HOUSE & GARDEN JAN/FEB 2020
House & Garden
History repeated
In Cape Town, designer John Jacob transforms a 1950s apartment into a quietly composed mid-century modern masterpiece.
‘’As with all my design projects, there needs to be a synergy between the interior architectural details and the actual architecture of the building,’ begins designer John Jacob on his recently completed project in a 1950s apartment building on Cape Town’s Atlantic Seaboard.
‘I wanted to somehow pay homage to this sense of history in the details, but reinterpret them in a modern way that was devoid of pastiche.’ His starting point would be a complete gutting of the apartment’s original interior walls, creating a more contemporary spatial composition. John further honed in on the verticality of joinery details, cupboards and curtains so that everything in the space runs from floor to ceiling, achieving not only a sense of volume but an open, overscaled luxury.
He’s quick to admit that one of his biggest bugbears when it comes to an apartment project: the windows. “They never run full length, and their proportions tend to be clunky,” he says. But as the adage goes, where there’s will – in this case for a seamless, chic interior – there’s a way; and John didn’t disappoint. ‘In terms of the window treatments, everything runs full floor to ceiling, even though the windows don’t,’ he says. “The illusion is that they are full height, even though they aren’t. This is hardly John’s only deft play of design to alter perception – or emotion. There is an unmissable drama grounded in chiaroscuro that welcomes anyone crossing the threshold into the apartment’s foyer and kitchen area.

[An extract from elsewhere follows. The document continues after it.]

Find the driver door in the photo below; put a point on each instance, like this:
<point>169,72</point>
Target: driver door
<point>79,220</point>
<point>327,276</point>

‘The whole room has been cladded-wall-to-wall, floor-to-ceiling-in wire brushed, quarter cut veneer oak in black, so your initial arrival into the space is very dark, intense and enveloping,’ he says. ‘So the shock from the initial entry from the inside lobby into the space is already very bold. What that does is that it immediately resets your frame of mind and prepares you for the experience of the space’. The kitchen also has black shutters over the windows, leaving illumination to a custom mid-century-style light designed by John that hangs over the island, as well as LED lighting within the cupboards, effectively transforming them into lanterns. ‘It’s something that I do quite often as I try to avoid too many inconsequential decor items in a space,’ says John. ‘I like lighting details because they double up as both a sculptural and functional element.’

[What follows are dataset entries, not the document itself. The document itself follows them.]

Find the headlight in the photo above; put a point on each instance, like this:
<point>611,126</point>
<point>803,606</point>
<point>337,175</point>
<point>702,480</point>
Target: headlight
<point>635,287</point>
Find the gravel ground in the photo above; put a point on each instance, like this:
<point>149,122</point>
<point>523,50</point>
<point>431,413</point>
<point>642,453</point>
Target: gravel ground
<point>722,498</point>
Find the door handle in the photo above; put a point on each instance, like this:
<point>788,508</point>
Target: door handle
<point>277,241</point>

Moving into the living room, stark rectilinear lines give way to softer, curved pieces upholstered in a textured boucle of fabric – another subtle nod to the home’s history – while maintaining distinctively modern silhouettes. ‘Contrast in design is essential to creating depth and excitement,’ says John, ‘so even if it’s a pale space, the different aspects need to play off each other for it to have visual excitement.” That being said, John is quick to note the importance of cohesion, achieved here through the use of nuanced repetition. Nowhere is this more apparent than in the use of materiality, particularly the White Pearl marble that has not only been used in the flooring but was also incorporated into the living room coffee table and bathroom vanities.

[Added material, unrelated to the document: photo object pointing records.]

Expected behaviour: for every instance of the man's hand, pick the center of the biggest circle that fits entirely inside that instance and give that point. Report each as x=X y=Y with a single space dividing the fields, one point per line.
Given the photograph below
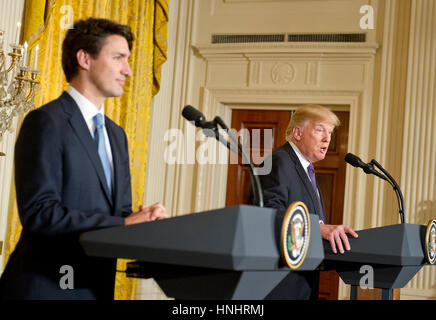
x=146 y=214
x=337 y=236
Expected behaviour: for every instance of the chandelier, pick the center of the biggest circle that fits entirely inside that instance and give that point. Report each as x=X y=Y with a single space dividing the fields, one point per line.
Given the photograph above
x=18 y=84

“This creates a wonderful harmony and quietness, which I love,” he says. But leave it to John to have one last ace up his sleeve. Along the entire length of the apartment’s balcony, John installed custom aluminium planters spilling over the verdant. Philoendron xanadu. ‘Every single one of them is a sculpture in its own right, the leaves have a curvilinear shape which plays off the furniture and lighting in the space,’ he says. ‘So whenever you look out you’re looking at a green line, a pop of natural colour that is intensified by the monochrome interiors. In this way, the planting has really become the hero’. Well played, John, well played.